4- Taşçıların taş kırdıkları, büyük çekiç. (Balyoz)

Diğer türlü “Varsak”  kelimesi daha çok; bir yere bağlı olmayan bağımsız, çoğu Üçok grubu olmakla birlikte, çeşitli kabilelerden meydana gelmiş, dağlılığı ve dağlardaki hayatı yansıtan, biraz da baskı dolayısıyla dışlanmış ama buna rağmen çok erken devirde iskan edilmeye başlanmış Türkmen kabilelerini çağrıştırmaktadır.    

Çukurova Varsakları Haritası

“Farsak” şeklinde söyleyenler de vardır ve Çukurova’da daha ziyade “Farsak” denmektedir. Varsak’ın kelime olarak tam karşılığına kaynaklarda rastlanılmamakla birlikte; Çukurova’da pis, kirli olan bir insana “Farsak”, Kırşehir ile Çelebi’nin yukarı ve  Aşağı Şıh köylerinde koyun ve ineklerde asalak yaşayan keneye “Varsak” denmektedir. Yine Mucur’da da keneye “Farsah” adı verilmiştir. “Farsak”;  Niğde Bor’da : “akılsız, delişmen”,  Adana’da :” dağ köylüsü”,  Anamur’da: ise “elinden iş gelmeyen deli dolu kız” anlamlarında kullanılmıştır.
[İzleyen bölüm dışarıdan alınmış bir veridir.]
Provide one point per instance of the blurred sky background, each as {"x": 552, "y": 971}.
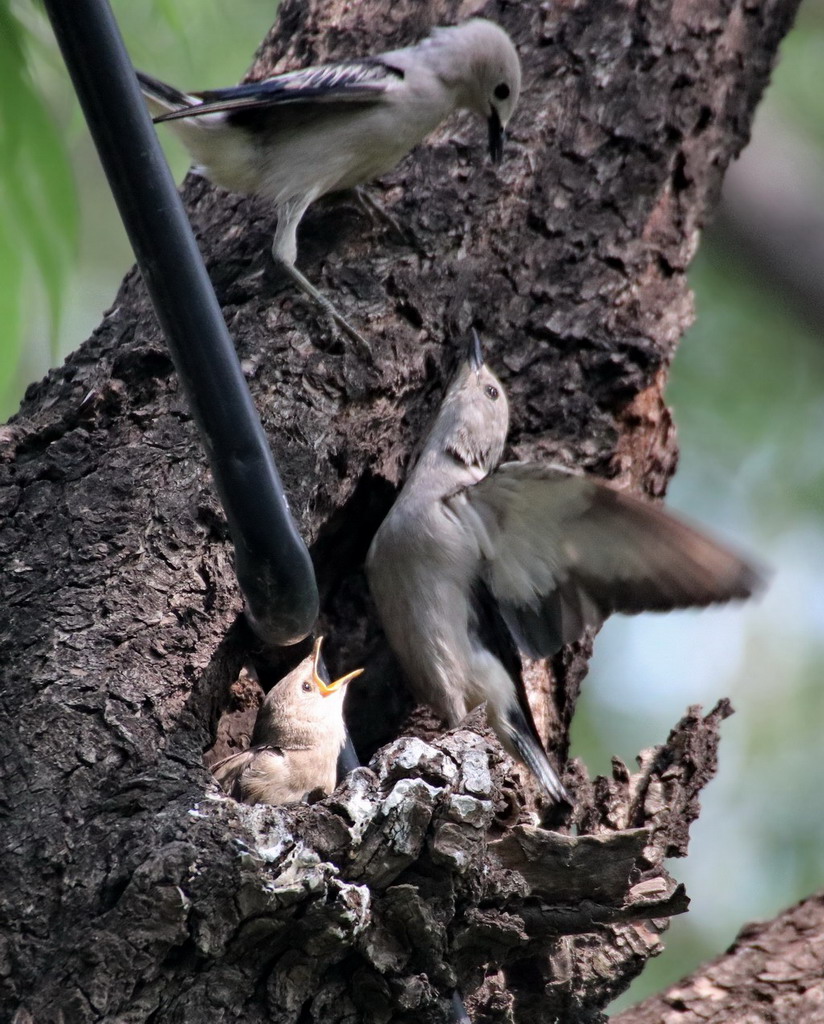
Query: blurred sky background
{"x": 747, "y": 389}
Kızılırmak Nehri Üzerinde Kurulu Kapulukaya Barajı

Yörük, genel olarak Anadolu’nun batısı ile Rumeli’de yaşayanlara, Türkmen ise, Kızılırmak’ın doğusu ile Çukurova, İçel, Dulkadir ili ve Halep’te yaşayanlara verilen bir isimdir. Osmanlı tarihçilerinin hemen hepsi ve son dönem araştırmacıları, Varsaklar’ın bir Türkmen boyu olduğunu söylemektedirler. Yörük ve Türkmenler; konar göçer yaşayan, resmi otoritenin kendine gösterdiği yerlerde kışlayıp yazlayan Türk teşekkülleridir. Yörük ve Türkmenlerin  yerleşik düzene geçtikten sonra Yörüklükten ve Türkmenlikten çıkarıldıkları, Osmanlı Kanunnamelerinden anlaşılmaktadır.
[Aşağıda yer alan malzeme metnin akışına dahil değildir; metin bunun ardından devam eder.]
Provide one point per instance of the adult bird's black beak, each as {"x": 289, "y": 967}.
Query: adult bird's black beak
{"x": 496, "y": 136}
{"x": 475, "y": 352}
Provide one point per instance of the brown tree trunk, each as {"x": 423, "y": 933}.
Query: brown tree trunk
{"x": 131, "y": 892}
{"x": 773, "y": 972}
Kıl çadır ve kilim dokuyan Varsaklar, dokudukları kıl çadırlarda yaşarlardı. Genel olarak hayvancılıkla geçiniyorlar ve  at yetiştiriyorlardı. Hemen hemen bütün aşiretler koyun ve deve beslerlerdi. Develer aynı zamanda göçlerini yükledikleri ulaşım araçlarıydı. Et, süt, peynir, deri gibi hayvan ürünleri ile canlı hayvan ve at satıyorlardı. Bunun için mevsimlik büyük Türkmen pazarları kurulurdu. Bu pazarların biri  Kırşehir-Kayseri yolunda kurulmuştur.
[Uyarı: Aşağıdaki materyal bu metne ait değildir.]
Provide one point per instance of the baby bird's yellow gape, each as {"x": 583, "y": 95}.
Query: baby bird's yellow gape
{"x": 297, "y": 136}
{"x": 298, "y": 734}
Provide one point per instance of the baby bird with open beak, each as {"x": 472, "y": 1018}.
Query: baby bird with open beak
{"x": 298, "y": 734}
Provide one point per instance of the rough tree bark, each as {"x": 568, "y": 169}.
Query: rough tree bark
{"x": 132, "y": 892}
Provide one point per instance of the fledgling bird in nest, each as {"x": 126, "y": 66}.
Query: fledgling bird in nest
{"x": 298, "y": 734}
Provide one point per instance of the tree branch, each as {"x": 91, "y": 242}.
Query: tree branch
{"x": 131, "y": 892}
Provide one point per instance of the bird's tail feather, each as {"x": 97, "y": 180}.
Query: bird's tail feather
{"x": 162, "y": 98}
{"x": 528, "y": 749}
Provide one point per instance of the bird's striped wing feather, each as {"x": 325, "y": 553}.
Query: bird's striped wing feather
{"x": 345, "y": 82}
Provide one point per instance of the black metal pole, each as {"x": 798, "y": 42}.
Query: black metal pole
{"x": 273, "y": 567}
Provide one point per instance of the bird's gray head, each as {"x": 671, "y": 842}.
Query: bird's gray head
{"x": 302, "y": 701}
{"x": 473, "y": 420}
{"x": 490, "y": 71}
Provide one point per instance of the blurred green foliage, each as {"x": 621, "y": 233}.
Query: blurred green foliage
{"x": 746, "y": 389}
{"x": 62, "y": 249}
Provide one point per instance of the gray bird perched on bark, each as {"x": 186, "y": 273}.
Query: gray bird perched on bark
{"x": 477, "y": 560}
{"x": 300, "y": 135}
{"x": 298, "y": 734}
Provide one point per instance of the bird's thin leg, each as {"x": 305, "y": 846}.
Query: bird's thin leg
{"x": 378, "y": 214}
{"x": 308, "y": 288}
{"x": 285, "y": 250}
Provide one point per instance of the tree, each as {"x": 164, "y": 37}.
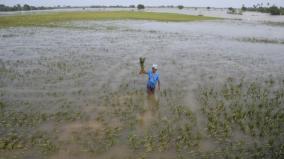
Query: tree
{"x": 140, "y": 6}
{"x": 274, "y": 10}
{"x": 180, "y": 6}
Vergi ve askerlik hususunda aşiretlerle sıkıntı yaşayan Osmanlı Devleti; zaman zaman resmi otoriteye kafa da tuttukları için de, aşiretleri Anadolu’nun boş yörelerine iskan etmeyi düşünmüş, ancak  binlerce yıldır konar göçer hayata alıştıklarından dolayı bir yere bağlanarak ziraatla uğraşmak konar göçer aşiretler için ölüm demekti. Bu yüzden iskan emirlerine karşı çıkarak, genellikle uymamışlar. Bunu fırsat bilen Osmanlı; iskana direnenleri Halep yakınlarındaki Rakka gibi sıcak ve Arap aşiretlerinin hakim oldukları yerlere sürmüş, hatta  Kıbrıs’a gönderilenler bile olmuş. Ama aşiretler gelip, eski yurtlarına tekrar konmuşlar. 1865 İskanı, son büyük iskan olup, Çukurova’daki bütün aşiretler, zorla yerleştirilmiştir. Ancak bu sırada, Türkmen aşiretlerinin istek ve dilekleri genellikle dikkate alınmamış, çoğu istediği yere konamamıştır.  Bazı boylar gibi Varsaklar’ın bir kısmı da, asırlar boyu konar göçer hayatı sürdürmüşlerdir.   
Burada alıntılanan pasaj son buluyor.